Introduction

Despite the many recent successes in identifying causative mutations for human heritable diseases through the use of new sequencing technologies, an associated gene has not been identified for approximately half of the ~7000 diseases (Boycott et al. 2013) with current progress at 150–200 new disease-gene identifications per year (http://www.irdirc.org). Discovery of these genotype-to-phenotype relationships is the critical first step towards understanding the mechanism of these heritable diseases and developing potential new treatments.

Although new technologies such as whole exome sequencing (WES) are cost effective and fast, they typically generate thousands of potential candidate variations that need to be interpreted in light of what is known or can be predicted about the variant and the affected gene. One of the most powerful lines of evidence comes from whether the patient’s clinical signs and symptoms show similarity to phenotype data previously associated with mutations in the gene.

A wealth of data for this task is available in the Mouse Genome Database (MGD) (Eppig et al. 2015) through the curation efforts of the Mouse Genome Informatics (MGI) group and from the high throughput phenotyping of the International Mouse Phenotyping Consortium (IMPC) (Koscielny et al. 2014). The paper by Meehan et al. in this issue describes how IMPC aims to complete the functional catalogue of all protein-coding genes by 2020, strengthening the existing status of the mouse as the premier model organism for investigating human disease.

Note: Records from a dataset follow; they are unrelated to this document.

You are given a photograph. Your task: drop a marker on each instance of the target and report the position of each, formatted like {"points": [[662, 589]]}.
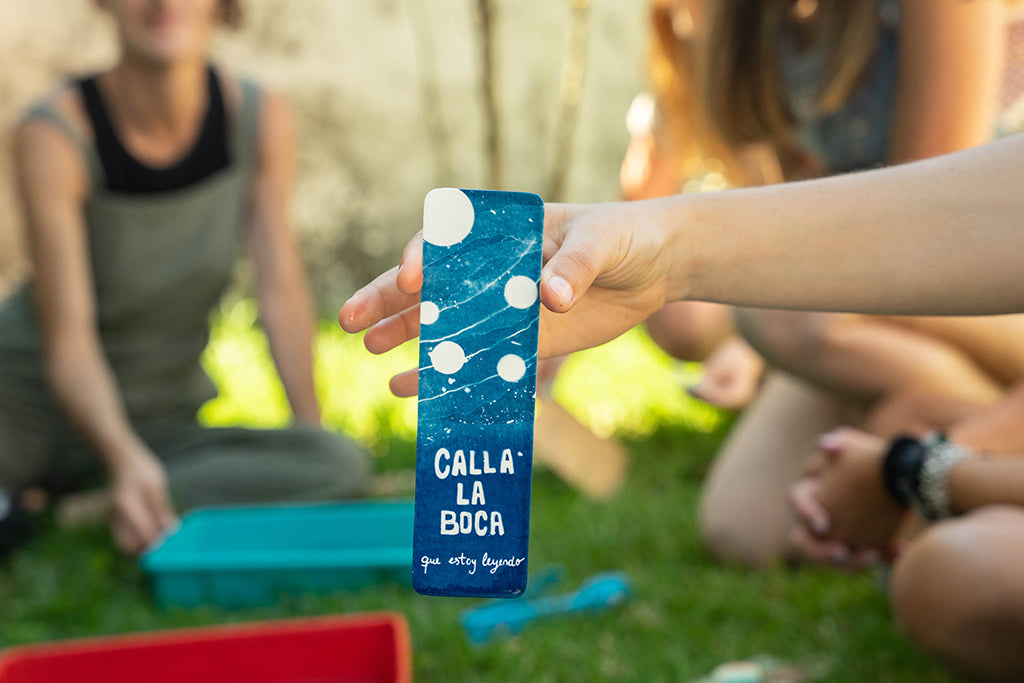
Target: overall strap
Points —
{"points": [[45, 112], [245, 140]]}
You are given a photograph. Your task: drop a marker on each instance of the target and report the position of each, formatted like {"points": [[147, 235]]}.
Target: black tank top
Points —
{"points": [[126, 174]]}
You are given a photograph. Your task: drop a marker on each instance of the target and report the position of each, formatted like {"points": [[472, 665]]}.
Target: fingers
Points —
{"points": [[410, 276], [140, 513], [848, 438], [822, 551], [803, 497], [574, 260], [134, 525], [162, 509], [393, 331], [404, 384]]}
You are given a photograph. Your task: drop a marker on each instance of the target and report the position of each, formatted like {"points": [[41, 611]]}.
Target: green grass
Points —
{"points": [[688, 613]]}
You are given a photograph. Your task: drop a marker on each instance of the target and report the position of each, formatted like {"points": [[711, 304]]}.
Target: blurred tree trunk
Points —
{"points": [[573, 73], [430, 99], [488, 85]]}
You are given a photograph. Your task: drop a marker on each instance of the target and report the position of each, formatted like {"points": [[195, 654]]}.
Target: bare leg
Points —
{"points": [[957, 591], [998, 429], [744, 514], [690, 330], [871, 363], [699, 331], [993, 342]]}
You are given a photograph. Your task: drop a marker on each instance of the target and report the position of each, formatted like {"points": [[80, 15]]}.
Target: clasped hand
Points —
{"points": [[847, 517]]}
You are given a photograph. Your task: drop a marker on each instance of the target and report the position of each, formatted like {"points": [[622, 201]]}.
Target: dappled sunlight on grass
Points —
{"points": [[626, 387]]}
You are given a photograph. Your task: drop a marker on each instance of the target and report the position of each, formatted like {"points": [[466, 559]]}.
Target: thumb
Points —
{"points": [[570, 270]]}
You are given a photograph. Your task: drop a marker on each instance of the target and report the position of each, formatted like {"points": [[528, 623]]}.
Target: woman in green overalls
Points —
{"points": [[140, 185]]}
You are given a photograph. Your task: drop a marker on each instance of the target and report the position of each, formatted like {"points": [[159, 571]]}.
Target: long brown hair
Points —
{"points": [[722, 87]]}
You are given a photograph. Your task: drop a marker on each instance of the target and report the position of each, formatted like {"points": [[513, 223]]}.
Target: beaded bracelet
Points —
{"points": [[916, 473]]}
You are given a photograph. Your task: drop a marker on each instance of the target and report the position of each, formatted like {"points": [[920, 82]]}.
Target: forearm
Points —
{"points": [[938, 237], [290, 326], [85, 389]]}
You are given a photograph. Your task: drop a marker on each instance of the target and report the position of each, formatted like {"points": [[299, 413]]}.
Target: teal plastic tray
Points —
{"points": [[250, 556]]}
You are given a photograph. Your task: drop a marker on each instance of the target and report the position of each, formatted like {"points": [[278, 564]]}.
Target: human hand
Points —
{"points": [[848, 517], [608, 268], [140, 507]]}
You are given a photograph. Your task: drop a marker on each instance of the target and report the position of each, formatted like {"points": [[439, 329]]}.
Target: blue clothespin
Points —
{"points": [[501, 617]]}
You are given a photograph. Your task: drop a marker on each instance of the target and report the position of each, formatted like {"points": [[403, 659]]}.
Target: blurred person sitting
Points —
{"points": [[785, 90], [139, 184]]}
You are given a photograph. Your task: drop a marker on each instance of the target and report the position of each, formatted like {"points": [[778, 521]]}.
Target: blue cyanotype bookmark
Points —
{"points": [[474, 447]]}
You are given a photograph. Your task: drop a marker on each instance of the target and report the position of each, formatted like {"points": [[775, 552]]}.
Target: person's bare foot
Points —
{"points": [[731, 375]]}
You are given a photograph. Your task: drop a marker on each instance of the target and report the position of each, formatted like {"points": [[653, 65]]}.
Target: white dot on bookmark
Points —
{"points": [[511, 368], [429, 312], [520, 292], [448, 357], [448, 216]]}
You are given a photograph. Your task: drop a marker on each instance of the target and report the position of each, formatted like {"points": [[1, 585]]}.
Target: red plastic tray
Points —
{"points": [[371, 647]]}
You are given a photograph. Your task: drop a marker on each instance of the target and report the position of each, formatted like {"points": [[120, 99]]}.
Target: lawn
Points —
{"points": [[688, 612]]}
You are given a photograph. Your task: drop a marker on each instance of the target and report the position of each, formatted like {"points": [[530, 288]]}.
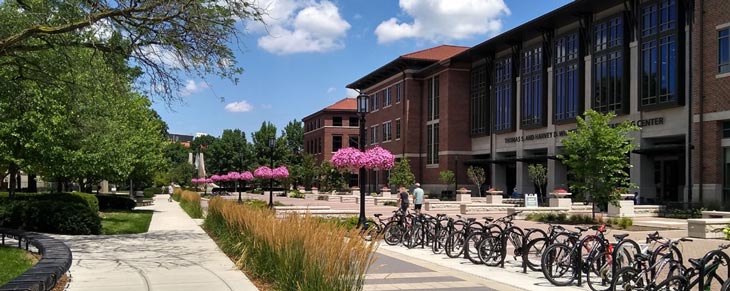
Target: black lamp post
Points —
{"points": [[362, 109], [272, 144]]}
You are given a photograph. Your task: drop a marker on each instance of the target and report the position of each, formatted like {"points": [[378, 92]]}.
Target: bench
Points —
{"points": [[55, 261], [707, 227]]}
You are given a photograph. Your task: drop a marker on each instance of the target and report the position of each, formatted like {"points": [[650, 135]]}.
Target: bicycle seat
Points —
{"points": [[695, 262], [620, 236]]}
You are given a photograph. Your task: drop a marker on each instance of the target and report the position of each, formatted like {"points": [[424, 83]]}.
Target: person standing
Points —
{"points": [[418, 198], [403, 198]]}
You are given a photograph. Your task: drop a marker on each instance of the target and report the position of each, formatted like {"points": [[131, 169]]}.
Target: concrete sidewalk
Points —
{"points": [[176, 254]]}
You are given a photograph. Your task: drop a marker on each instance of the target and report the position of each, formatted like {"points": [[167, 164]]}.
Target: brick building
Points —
{"points": [[418, 110], [334, 127], [711, 102]]}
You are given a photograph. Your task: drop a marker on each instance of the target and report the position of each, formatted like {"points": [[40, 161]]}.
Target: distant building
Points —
{"points": [[334, 127], [181, 138]]}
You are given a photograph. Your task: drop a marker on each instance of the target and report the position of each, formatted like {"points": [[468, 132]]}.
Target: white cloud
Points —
{"points": [[241, 106], [351, 93], [192, 87], [302, 26], [443, 20]]}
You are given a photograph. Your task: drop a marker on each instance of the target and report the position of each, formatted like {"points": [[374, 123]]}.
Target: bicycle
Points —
{"points": [[642, 274]]}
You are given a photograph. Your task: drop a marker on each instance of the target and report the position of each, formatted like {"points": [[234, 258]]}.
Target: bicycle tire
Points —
{"points": [[471, 247], [533, 253], [559, 264], [393, 233], [628, 279], [600, 273], [455, 244]]}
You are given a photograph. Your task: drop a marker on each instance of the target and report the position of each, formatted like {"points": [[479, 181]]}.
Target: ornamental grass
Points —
{"points": [[292, 253], [190, 202]]}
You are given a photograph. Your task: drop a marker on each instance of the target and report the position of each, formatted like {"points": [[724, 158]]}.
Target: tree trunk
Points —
{"points": [[12, 171], [32, 183]]}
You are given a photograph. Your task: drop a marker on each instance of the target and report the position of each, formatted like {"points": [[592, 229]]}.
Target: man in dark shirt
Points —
{"points": [[403, 198]]}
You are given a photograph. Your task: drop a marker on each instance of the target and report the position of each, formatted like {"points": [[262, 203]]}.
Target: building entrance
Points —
{"points": [[669, 178]]}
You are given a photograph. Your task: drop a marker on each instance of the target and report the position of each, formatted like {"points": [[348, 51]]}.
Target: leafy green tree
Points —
{"points": [[538, 176], [598, 154], [163, 38], [477, 176], [402, 175]]}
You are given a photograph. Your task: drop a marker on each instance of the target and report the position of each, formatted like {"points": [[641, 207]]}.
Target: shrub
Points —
{"points": [[53, 216], [190, 202], [115, 202], [294, 253]]}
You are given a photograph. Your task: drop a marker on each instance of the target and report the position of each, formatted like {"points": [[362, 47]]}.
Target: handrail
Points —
{"points": [[55, 260]]}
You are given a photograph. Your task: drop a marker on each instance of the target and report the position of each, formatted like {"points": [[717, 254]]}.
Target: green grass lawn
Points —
{"points": [[125, 222], [14, 262]]}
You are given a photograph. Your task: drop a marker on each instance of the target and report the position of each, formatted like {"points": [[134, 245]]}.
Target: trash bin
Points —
{"points": [[139, 196]]}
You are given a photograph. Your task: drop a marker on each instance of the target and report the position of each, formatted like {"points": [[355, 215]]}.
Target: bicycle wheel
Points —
{"points": [[471, 247], [393, 233], [533, 253], [455, 244], [600, 272], [490, 251], [674, 283], [628, 279], [559, 264]]}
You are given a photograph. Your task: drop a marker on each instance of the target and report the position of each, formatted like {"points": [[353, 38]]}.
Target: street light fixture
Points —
{"points": [[272, 144], [362, 110]]}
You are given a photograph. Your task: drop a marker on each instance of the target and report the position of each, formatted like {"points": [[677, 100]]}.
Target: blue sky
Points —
{"points": [[311, 49]]}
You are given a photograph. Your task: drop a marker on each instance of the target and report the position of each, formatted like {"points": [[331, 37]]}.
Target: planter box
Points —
{"points": [[625, 209], [442, 206], [707, 227], [560, 202]]}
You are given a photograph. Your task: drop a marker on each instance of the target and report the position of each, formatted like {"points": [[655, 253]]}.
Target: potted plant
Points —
{"points": [[560, 193]]}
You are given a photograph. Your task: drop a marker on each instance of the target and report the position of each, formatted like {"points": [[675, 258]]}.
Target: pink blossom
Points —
{"points": [[378, 158], [246, 176], [348, 158], [263, 172], [280, 172]]}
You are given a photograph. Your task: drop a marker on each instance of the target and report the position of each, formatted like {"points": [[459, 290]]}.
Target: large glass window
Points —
{"points": [[567, 77], [432, 144], [479, 101], [433, 98], [609, 81], [723, 50], [504, 106], [532, 93], [659, 53], [336, 142]]}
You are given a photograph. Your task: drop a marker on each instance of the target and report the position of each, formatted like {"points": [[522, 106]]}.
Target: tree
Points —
{"points": [[598, 155], [401, 174], [477, 176], [163, 38], [447, 177], [538, 176]]}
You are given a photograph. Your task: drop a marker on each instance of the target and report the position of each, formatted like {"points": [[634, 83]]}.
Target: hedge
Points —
{"points": [[115, 202], [43, 214]]}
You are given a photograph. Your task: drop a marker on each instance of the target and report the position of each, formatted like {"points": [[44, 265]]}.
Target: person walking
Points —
{"points": [[403, 199], [418, 198]]}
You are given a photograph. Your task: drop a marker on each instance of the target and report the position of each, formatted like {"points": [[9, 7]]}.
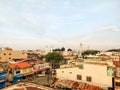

The MGI and IMPC website resources are available to clinical researchers to assess individual human disease variant candidates. However, until recently this data have been under-utilized and not used in an automated, systematic approach due to the challenges in comparing human and mouse phenotypes and the lack of tools allowing clinicians and researchers to perform these comparisons (Gkoutos et al. 2012). In this review, we discuss the challenges in comparing phenotypes across species and integration with exome analysis, some of the solutions that have been developed in the context of the Monarch Initiative (www.monarchinitiative.org), and emerging tools for rare disease exome analysis that exploit these comparisons.

Clinical and model organism phenotype data

Data on the ~7000 known genetic and other rare human diseases are stored in the Online Inheritance in Man (OMIM) (Amberger et al. 2015). OMIM contains substantial amounts of descriptive data on the objective signs and subjective symptoms for each disease. However, as this data are represented as free text, it is less amenable to computational analysis, e.g. related diseases cannot easily be discovered using these descriptions. The Human Phenotype Ontology (HP) was developed to describe such phenotypes in a standardized manner that allows such analyses (Köhler et al. 2014a) and there are now over 11,000 terms in HP. The results of an ongoing curation effort by the Monarch Initiative, and members of the rare disease community such as Orphanet (Ayme 2003), are made publicly available from http://www.human-phenotype-ontology.org and currently contain annotations for 9019 DECIPHER, OMIM, and Orphanet disorders.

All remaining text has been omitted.